International Papers

Peace vs. Justice

Peace vs. Justice

If you missed the most recent installments of this column, here they are: posted Tuesday, Nov. 24, and Friday, Nov. 20.

Issues of justice and reparation for past abuses of human rights dominated much of the world’s press over the past few days. In Britain and the rest of western Europe, the crisis over the detention of Gen. Augusto Pinochet remained a hot story. Several British Sunday papers reported an imminent deal between Britain and Chile that would allow the general to be sent home to face trial there. “Ministers back Chile offer to try Pinochet” was the main front-page headline in the Observer, and “Labour in secret deal to send Pinochet home” was the headline in the Sunday Telegraph.

But this potential face-saving way out of the crisis was dismissed in Monday’s papers, which reported that no deal had been reached. The Times said that the only possible grounds by which British Home Secretary Jack Straw (the British equivalent of the interior minister) could now refuse proceedings for Pinochet’s extradition to Spain were compassionate ones, taking into account his age and health, but this argument was rejected in an editorial in the Guardian. “The Chilean foreign minister’s ‘offer’ that Pinochet stands trial at home kills the health question: if he is well enough to stand trial there, why not here and in Spain?” the Guardian said.

On its front page, the Guardian claimed Monday that the United States is “quietly putting pressure on the British Government” to have Pinochet sent home. “The US Secretary of State, Madeleine Albright, has raised the issue twice in the last fortnight with the Foreign Secretary, Robin Cook,” it said, adding that Washington’s involvement has added to the British government’s dilemma. The Independent, another British liberal daily, led its front page Monday with a report that Straw would face a “huge revolt” within the governing Labor Party if he allowed Pinochet to return home. The British press has been divided on the issue along political lines, with the conservative Times and Daily Telegraph calling for Pinochet’s repatriation and the Guardian and the Independent opposing it.

On the continent, last week’s decision by the British Law Lords to deny Pinochet immunity from extradition to Spain was heralded as one of major international importance. Spain’s El Mundo last Wednesday called it “a truly historic decision” in defense of human rights, but the conservative Le Figaro of Paris described it as “a bad decision” made under political pressure. “For the first time, perhaps, a juridically incompetent tribunal has rendered a verdict of universal significance,” it said. “Since no international tribunal exists to judge such events, the English took the place of this institution which it is now more than ever necessary to create.” Devoting two full pages to the issue on Thursday, Le Monde of Paris called Straw’s legal obligation to give a “well-motivated” decision on the matter an “almost impossible” one to fulfill.

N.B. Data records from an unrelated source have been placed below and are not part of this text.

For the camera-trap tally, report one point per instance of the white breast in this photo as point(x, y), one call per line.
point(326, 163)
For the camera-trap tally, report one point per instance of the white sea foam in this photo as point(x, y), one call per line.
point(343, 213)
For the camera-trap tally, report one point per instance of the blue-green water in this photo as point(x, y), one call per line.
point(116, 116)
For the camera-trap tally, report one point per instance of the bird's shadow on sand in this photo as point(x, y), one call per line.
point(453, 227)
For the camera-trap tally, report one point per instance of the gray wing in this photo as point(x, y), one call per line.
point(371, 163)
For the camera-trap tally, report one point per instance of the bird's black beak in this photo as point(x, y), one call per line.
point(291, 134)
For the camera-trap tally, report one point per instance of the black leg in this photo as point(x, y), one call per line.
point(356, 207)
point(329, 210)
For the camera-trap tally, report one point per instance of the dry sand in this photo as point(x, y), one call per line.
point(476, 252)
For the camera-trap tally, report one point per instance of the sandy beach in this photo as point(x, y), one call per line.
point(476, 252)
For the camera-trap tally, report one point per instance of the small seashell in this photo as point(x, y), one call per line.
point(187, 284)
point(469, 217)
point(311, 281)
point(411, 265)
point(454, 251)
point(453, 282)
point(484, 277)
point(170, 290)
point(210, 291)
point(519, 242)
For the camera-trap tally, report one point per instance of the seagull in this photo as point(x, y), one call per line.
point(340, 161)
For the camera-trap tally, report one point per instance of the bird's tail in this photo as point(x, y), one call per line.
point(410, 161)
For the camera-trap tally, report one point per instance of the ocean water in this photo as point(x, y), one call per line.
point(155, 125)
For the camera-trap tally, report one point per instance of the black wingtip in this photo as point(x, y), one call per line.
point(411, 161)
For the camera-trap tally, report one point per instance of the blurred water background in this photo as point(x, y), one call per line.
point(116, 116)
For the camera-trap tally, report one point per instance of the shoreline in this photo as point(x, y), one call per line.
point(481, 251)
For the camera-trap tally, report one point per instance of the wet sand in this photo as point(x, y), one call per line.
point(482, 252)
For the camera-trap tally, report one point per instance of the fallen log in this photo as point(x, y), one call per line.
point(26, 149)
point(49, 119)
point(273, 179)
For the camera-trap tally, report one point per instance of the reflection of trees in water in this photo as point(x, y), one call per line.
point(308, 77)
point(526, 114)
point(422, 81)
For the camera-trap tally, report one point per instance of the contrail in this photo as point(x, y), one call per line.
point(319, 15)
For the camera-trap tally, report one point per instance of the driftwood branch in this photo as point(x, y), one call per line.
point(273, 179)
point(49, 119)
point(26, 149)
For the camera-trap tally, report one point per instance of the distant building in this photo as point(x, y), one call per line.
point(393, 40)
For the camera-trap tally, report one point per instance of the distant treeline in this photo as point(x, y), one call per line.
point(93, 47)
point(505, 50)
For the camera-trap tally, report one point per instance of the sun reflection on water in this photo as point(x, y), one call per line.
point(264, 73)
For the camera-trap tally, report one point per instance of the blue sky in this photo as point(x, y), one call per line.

On Sunday, Le Monde reported on an inside page that Pinochet’s lawyers were pleading “mental indisposition” as grounds for sending him home, but it devoted its front-page lead to Monday’s 44 nation Washington conference on the restitution to victims of the Holocaust of possessions stolen from them by the Nazis and their foreign collaborators, describing it as the most important such meeting ever held. It also published a long article on the new Paris Museum of the Art and History of Judaism, “which finally makes the Jewish cultural heritage enter into the collective French memory.”

In an editorial Monday, the same newspaper recalled the crimes against humanity committed by the Congolese dictator Laurent Désiré Kabila–held responsible by the United Nations for up to 300,000 deaths–who has been attending a Franco-African peace summit in Paris. Justifying his attendance, Le Monde said that “war brings inhumanity with it and peace is obviously the first condition of the rights of man.”

Pinochet was squeezed off the front pages of German and Italian newspapers Monday by the case of the Kurdish rebel leader Abdullah Ocalan, whom Italy has refused to extradite to Turkey because its laws forbid extradition of anyone to a country that practices the death penalty. Ocalan was arrested in Italy at Germany’s request, but Bonn has now dropped its request for his extradition and has jointly proposed with Italy that he be tried for terrorist crimes by a currently nonexistent international tribunal. Turkey remains furious, and most Italian papers led Monday on negotiations being held with Russia that would allow Ocalan be extradited to Moscow, the city from which he was expelled to Rome without any warning to the Italian government.

Germany’s Die Welt, under the front-page headline “1998–A Year of Catastrophes,” reported the Worldwatch Institute in Washington as saying that a record 32,000 people have already died this year in natural disasters around the world.